Aveva ragione. La biologia ha una sua forza e fa crescere anche i figli affetti da autismo.


C’è chi dice che vivere con un figlio autistico significa sottostare a una specie di tirannia. Mi viene da ridere al pensiero di cosa accadrebbe al mondo se cadesse sotto il controllo di Andrea. Per prima cosa le settimane avrebbero un colore. Nella settimana del rosso via libera al commercio di carote, arance, pomodori. Sovvenzioni solo a questi produttori e blocco totale al a circolazione di camion con broccoli, verze e piselli. Ma quando arriva la settimana verde i negozi si riempiono delle verdure prima vietate, le casse d’arance vengono immediatamente rispedite in Sicilia e le carote infilate, una a una, nel terreno.
Naturalmente nel punto esatto da cui erano state tolte, che non si possono mica mettere carote provenienti dalla Francia su terra ferrarese.
Non ci sarebbe mai una settimana viola, peccato per i fan di prugne e melanzane.
Non potrebbe esistere il mezzo pieno o il mezzo vuoto, dilemma capace di tormentare i migliori intelletti: bottiglie e altri contenitori dovrebbero essere o vuoti o pieni e le penne o tutte con la punta dentro o tutte con la punta fuori, mai metà e metà, che poi una si rovina e una no. È un rischio che sarà evitato.

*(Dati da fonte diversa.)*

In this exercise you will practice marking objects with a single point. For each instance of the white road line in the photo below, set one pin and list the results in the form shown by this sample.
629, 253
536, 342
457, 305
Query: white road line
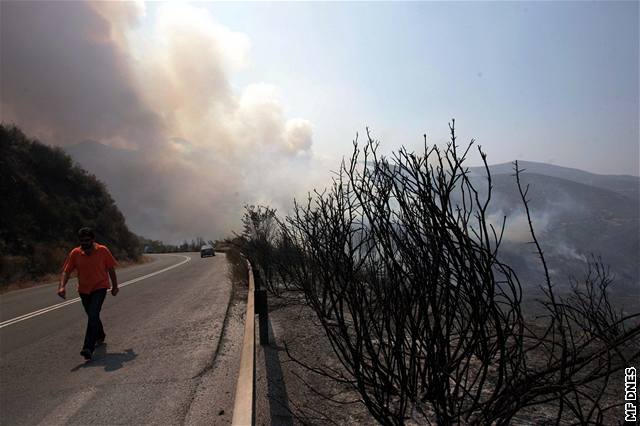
21, 318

Sarebbe opportuno non indossare maglie o maglioni con la cerniera e, sbadatamente, tenerla leggermente aperta. Per favore, cerniere o aperte o chiuse. Inutile cavillare sempre se faccia caldo o freddo. Un po’ di decisione non guasta.

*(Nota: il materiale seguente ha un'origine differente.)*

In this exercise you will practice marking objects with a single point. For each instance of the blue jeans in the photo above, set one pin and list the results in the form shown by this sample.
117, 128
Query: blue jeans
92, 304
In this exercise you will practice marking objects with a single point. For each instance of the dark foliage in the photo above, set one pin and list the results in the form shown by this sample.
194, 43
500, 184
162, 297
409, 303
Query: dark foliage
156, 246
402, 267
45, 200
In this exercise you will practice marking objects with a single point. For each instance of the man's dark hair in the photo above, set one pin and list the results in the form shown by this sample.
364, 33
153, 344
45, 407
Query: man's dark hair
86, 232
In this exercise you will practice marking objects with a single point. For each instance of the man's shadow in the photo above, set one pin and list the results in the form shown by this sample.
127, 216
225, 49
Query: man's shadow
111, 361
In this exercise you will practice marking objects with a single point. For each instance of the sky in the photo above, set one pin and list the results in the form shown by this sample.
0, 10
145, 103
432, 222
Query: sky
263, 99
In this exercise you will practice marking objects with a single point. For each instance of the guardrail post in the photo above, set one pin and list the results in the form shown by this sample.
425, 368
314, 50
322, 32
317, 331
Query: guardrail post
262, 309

Nessuno si creda di poter mangiare una pizza tagliandola a fette, diciamo partendo da un punto qualsiasi e staccandone uno spicchio a piacimento: prima si mangia il bianco della mozzarella, poi il verde del basilico e alla fine, ma solo al a fine, la pasta con la salsa di pomodoro.
Ci sarebbe trecentossessantacinque volte all’anno la giornata del cioccolato.  Imposizione questa, forse, non del tutto sgradevole.

Chiunque sia in possesso di un termostato, o si consideri tale, non si aspetti benevolenza. O spenti o aperti al massimo: le mezze stagioni sono una rovina.
I campanili verranno dotati di un distributore automatico di bolle di sapone, ogni venerdì bolle di sapone a distesa per annunciare il fine settimana e ogni lunedì per festeggiarne l’inizio, fuochi d’artificio a Capodanno, nei solstizi ed equinozi e ogni qual volta le casse lo permettano.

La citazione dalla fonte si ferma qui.